Говорит совершенно спокойно и просто. Никакой фальши. Ни слез, ни волнения. Только грусть и обреченность. Должно быть, от этого такое спокойствие. А может быть, от смирения или от сознания человеческого достоинства.
– Пожалуйста, солдат, застрели меня. Ведь у тебя есть ружье. Ты хороший.
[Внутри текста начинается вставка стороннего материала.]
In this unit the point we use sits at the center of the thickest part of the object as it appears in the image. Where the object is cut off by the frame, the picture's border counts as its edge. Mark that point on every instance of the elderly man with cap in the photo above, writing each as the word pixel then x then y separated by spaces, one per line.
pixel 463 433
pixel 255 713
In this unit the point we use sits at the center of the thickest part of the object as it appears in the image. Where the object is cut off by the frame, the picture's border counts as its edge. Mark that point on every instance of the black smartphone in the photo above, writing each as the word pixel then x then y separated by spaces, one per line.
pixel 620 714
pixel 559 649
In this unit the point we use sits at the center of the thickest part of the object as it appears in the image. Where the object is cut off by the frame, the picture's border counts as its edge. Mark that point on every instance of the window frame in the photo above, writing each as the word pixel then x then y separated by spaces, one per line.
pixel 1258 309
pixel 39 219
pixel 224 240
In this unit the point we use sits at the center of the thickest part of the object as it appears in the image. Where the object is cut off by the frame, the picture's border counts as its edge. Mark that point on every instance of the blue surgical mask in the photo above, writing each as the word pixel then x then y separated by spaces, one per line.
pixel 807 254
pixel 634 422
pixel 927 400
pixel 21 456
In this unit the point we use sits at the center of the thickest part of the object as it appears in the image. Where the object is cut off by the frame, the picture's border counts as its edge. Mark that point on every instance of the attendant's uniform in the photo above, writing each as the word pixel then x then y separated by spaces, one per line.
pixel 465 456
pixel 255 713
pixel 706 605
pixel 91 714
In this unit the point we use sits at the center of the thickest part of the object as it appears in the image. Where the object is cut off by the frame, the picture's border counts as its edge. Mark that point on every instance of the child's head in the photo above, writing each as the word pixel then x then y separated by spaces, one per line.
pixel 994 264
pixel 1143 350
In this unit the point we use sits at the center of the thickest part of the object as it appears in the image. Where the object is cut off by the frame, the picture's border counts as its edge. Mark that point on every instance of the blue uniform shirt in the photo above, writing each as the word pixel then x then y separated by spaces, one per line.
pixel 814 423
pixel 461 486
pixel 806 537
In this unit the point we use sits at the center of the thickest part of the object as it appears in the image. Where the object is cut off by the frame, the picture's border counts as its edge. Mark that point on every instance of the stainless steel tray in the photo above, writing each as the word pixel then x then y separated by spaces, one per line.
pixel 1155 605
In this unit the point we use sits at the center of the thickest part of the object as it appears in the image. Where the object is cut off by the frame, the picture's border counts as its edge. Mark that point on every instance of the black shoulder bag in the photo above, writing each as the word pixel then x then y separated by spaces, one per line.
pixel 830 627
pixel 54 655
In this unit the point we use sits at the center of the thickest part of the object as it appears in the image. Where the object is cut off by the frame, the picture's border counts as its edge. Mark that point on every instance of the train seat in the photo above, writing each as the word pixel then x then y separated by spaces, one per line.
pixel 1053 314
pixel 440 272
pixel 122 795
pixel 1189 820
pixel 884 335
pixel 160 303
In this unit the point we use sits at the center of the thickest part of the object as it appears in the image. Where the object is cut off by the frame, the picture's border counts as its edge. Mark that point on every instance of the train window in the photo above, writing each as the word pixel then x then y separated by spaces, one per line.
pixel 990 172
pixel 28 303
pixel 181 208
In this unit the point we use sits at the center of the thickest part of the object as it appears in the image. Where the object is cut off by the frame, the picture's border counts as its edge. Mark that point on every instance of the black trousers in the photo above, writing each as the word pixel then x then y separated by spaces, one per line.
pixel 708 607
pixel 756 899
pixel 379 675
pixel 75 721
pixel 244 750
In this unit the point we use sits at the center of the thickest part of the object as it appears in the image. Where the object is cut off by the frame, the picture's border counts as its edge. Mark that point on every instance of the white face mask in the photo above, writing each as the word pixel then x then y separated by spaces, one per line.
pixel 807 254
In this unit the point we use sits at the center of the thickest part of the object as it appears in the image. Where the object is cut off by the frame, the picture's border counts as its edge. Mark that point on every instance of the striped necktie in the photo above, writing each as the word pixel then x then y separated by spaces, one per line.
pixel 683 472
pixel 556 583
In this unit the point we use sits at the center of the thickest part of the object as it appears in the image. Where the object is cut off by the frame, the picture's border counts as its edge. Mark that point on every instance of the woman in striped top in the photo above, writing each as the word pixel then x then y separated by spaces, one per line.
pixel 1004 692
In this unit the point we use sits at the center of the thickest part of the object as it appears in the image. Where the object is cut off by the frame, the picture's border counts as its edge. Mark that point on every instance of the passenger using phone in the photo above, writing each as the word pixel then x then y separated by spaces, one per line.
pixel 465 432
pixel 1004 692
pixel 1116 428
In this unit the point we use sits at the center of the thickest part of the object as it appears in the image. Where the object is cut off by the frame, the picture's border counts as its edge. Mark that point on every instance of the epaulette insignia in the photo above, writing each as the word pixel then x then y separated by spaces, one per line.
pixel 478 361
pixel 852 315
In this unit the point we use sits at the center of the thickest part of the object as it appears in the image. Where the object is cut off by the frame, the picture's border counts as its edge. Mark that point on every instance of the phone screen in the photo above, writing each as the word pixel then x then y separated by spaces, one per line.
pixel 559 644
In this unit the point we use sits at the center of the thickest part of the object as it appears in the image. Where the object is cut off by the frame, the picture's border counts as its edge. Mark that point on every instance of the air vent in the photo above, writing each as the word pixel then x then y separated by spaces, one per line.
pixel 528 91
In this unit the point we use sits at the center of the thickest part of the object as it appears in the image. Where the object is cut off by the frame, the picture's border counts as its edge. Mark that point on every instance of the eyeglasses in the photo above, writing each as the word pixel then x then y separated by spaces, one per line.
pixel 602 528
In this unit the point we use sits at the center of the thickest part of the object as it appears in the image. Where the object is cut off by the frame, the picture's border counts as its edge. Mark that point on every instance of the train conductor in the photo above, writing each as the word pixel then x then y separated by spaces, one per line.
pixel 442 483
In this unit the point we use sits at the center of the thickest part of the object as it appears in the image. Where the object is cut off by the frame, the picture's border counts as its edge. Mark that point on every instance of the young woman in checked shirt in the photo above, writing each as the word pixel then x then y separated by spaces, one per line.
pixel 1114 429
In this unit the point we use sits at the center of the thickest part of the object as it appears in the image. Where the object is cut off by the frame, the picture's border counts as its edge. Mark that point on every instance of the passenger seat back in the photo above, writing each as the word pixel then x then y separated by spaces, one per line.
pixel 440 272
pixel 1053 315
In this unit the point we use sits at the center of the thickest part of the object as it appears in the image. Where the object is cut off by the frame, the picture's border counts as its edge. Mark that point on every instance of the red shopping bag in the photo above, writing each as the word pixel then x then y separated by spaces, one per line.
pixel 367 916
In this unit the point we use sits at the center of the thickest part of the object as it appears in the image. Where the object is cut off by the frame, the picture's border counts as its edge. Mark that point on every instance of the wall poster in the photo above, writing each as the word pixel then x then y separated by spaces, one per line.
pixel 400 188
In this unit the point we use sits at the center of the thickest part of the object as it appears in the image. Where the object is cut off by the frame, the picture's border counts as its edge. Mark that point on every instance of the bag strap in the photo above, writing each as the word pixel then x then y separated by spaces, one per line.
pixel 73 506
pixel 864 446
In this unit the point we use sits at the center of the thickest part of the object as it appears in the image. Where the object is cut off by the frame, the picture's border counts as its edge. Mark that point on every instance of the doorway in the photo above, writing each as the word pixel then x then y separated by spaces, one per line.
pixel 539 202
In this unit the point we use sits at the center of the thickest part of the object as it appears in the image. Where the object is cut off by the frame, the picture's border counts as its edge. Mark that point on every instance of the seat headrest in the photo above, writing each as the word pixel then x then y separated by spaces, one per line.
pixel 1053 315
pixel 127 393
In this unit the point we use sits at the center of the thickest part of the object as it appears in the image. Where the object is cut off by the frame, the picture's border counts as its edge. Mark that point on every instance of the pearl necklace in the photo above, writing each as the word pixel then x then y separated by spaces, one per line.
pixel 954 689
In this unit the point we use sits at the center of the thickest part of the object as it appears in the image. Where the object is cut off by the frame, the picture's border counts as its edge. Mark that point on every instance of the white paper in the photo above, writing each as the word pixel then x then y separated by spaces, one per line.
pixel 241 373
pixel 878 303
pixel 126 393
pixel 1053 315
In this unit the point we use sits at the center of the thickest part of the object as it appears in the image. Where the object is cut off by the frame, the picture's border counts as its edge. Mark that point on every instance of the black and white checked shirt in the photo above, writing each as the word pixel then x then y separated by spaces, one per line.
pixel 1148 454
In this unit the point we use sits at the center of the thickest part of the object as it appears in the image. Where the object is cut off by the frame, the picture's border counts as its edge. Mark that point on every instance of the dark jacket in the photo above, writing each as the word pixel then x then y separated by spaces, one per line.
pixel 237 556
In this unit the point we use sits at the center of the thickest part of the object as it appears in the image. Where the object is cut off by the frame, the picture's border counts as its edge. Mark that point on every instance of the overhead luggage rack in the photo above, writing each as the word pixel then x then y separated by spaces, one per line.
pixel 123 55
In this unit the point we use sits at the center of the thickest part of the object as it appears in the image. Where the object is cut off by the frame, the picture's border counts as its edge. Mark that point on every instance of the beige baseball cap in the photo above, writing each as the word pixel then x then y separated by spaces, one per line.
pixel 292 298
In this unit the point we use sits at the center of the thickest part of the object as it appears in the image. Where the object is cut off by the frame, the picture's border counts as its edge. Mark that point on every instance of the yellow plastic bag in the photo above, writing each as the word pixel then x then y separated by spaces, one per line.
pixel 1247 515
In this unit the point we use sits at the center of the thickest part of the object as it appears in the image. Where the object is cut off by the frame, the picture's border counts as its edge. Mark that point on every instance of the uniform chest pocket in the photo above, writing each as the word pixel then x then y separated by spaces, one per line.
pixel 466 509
Ты меня сразу застрелишь. Я уже нескольких просила – смеются, не понимают. А ты понимаешь. Я старая, больная, я не могу даже встать… Пожалуйста, застрели меня.
Бормочу что-то утешительное:
– Погодите, погодите… вас отвезут к людям, в тепло…
Соскакиваю с платформы. Спешу уйти от тихой старушечьей мольбы, от ее глаз.
Беляев и его команда обнаружили вагон с чемоданами. Спорят: вскрывать ли и выбирать, что получше, или тащить, не вскрывая «кота в мешке».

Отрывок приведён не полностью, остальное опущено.